イベントレポート

2022年08月16日

室内楽演奏会2022「ポプコン・リマインド―現代J-popの原点を見つめ直す―」が開催されました

室内楽演奏会が企画、運営をするシリーズ 音楽の力。8回目となる今回の公演は、「競う」をテーマにポピュラーソングコンテストについてレクチャー&コンサートを開催しました。ゲストには、ポプコンの司会者、ラジオ番組コッキーポップのDJを長年務められた大石吾朗さんと、ポプコン入賞者でもあり浜松出身のシンガーソングライターの相曽晴日さんをお招きし、ポプコンにまつわる様々なお話を伺いました。
相曽さんとポプコンの出会いは、深夜に聞いていたラジオ番組コッキーポップだったと思い起こします。恐らく多くの出演者がそうであったように、アマチュアミュージシャンが作る斬新な歌がラジオから流れてくるのを聴き、自分も応募してみようと思ったそうです。
本選会のつま恋のステージに立った際は、まるで「音楽の甲子園」のような盛り上がりで、8地区の地方予選を勝ち上がってきたミュージシャンと、それを応援しに集まった来場者の熱気、アーティスト名や作品名が入ったのぼり旗もあり、会場がうねっているようであったと当時を振り返りました。

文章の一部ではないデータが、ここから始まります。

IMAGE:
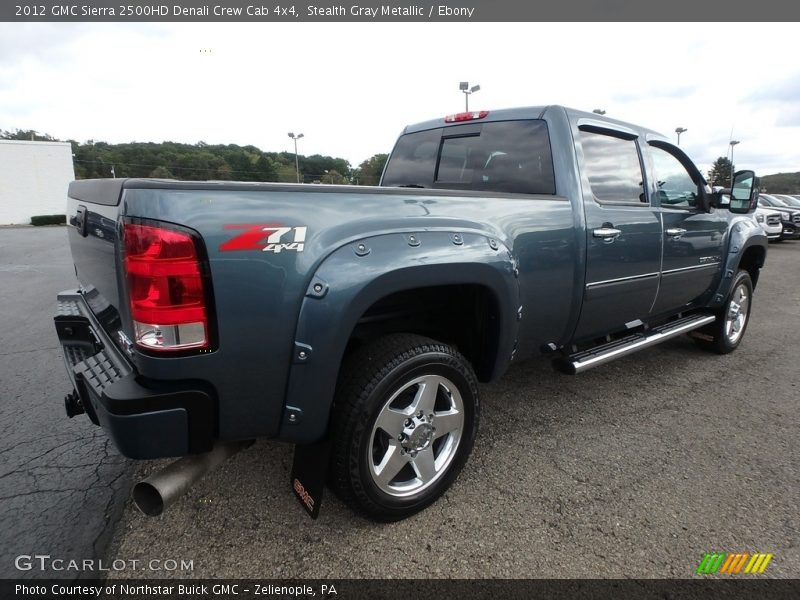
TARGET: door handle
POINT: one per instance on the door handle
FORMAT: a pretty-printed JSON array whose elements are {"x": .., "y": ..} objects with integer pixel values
[
  {"x": 675, "y": 231},
  {"x": 607, "y": 233}
]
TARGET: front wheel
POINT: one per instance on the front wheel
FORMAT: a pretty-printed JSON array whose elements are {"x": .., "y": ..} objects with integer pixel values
[
  {"x": 405, "y": 419},
  {"x": 725, "y": 334}
]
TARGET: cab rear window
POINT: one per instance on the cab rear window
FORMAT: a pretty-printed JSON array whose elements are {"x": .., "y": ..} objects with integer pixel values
[{"x": 504, "y": 156}]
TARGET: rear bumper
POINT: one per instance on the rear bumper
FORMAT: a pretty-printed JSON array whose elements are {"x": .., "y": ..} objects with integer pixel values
[{"x": 144, "y": 418}]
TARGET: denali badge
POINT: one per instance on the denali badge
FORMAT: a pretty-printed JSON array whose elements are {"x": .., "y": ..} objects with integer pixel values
[{"x": 266, "y": 237}]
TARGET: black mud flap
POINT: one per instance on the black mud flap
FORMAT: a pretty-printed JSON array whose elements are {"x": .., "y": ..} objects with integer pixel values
[{"x": 309, "y": 472}]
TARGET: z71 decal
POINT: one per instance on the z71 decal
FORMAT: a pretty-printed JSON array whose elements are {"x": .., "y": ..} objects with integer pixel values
[{"x": 266, "y": 237}]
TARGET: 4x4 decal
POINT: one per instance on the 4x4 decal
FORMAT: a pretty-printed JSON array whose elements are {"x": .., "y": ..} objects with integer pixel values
[{"x": 267, "y": 237}]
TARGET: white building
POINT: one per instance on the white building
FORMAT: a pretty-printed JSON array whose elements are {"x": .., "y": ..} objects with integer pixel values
[{"x": 34, "y": 177}]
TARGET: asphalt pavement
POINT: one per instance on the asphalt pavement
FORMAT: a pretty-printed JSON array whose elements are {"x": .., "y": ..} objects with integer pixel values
[
  {"x": 635, "y": 469},
  {"x": 61, "y": 482}
]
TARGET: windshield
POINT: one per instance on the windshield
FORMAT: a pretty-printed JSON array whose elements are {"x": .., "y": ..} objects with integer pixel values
[{"x": 773, "y": 201}]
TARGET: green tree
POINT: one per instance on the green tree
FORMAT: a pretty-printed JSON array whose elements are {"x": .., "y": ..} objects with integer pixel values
[
  {"x": 333, "y": 176},
  {"x": 720, "y": 173},
  {"x": 26, "y": 134},
  {"x": 369, "y": 172},
  {"x": 161, "y": 173}
]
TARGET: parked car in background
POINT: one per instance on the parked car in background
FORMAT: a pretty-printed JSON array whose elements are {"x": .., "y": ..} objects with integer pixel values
[
  {"x": 767, "y": 218},
  {"x": 790, "y": 217},
  {"x": 790, "y": 201},
  {"x": 770, "y": 221}
]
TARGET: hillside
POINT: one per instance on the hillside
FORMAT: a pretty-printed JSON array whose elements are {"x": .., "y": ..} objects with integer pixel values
[{"x": 781, "y": 183}]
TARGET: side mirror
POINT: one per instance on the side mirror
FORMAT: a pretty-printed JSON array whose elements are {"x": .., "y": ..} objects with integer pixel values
[{"x": 744, "y": 192}]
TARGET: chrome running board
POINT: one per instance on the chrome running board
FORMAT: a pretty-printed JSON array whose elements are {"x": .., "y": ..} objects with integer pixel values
[{"x": 582, "y": 361}]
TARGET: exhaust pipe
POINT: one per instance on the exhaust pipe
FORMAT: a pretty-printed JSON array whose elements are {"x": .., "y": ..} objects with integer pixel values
[{"x": 161, "y": 489}]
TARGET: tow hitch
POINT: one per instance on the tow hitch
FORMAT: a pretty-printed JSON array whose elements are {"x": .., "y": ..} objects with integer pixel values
[{"x": 73, "y": 404}]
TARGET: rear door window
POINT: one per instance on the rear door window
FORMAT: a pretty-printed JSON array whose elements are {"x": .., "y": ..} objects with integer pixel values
[{"x": 504, "y": 156}]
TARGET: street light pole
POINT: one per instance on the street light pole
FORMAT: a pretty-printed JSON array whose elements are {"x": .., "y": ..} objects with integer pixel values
[
  {"x": 733, "y": 143},
  {"x": 464, "y": 87},
  {"x": 296, "y": 162}
]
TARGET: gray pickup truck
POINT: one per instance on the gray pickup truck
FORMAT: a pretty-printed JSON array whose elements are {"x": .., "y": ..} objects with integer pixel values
[{"x": 355, "y": 322}]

大石さんは司会をされる中で、当時の他の歌謡番組の華麗な世界とは異なり、着古したジーパンやTシャツのまま舞台にあがるアマチュアミュージシャンの姿を見て、初めはとても驚かれたそうです。
しかし、現実味に溢れ、本音をストレートに歌で表現する彼らと接していくうちに、次第に考え方が変わり、その歌が生まれた背景を研究してみたくなったと回想します。本番前には楽屋に赴き、ミュージシャンたちの「人となり」をインタビューし、彼らの生活パターンや友人関係、家庭環境があってこそ生まれた歌なんだということを、司会者として客席にも伝えたかったと語られました。

第一部の最後には、ポプコンが現代J-popに与えた影響について意見が交わされました。ポプコンを機に、シンガーソングライターというスタイルが世間に広まっただけでなく、プロではなくアマチュア音楽愛好家が審査員を担っていたという点が、現代J-popや若者たちの文化に共通していると話されます。今日では、プロに限らず多くのアーティストがYoutube等の動画投稿サイトを通して自身の作品を発信し、その評価は一般の人が作り上げていることがほとんどです。当たり前のように思われるこの構造も、実はポプコンが作りあげた遺産なのではないかと考察しました。
この他にも、グランプリを受賞された中島みゆきさんの若かりし頃のお話や、審査員長であった川上源一さんとの思い出話など貴重な話が繰り広げられ、会場は大いに盛り上がりました。
第二部は、相曽さんのピアノ演奏にあわせ、コッキーポップのオープニングナレーションを大石さんが披露され、懐かしい雰囲気に包まれて開演しました。「舞」、「コーヒーハウスにて」や「銀河鉄道」などご自身の作品に加え、ポプコン出身のシンガーの作品、明日香「花ぬすびと」、柴田まゆみ「白いページの中に」、中島みゆき「時代」などの名曲が披露され、相曽さんの透き通る歌声が会場に響き渡りました。 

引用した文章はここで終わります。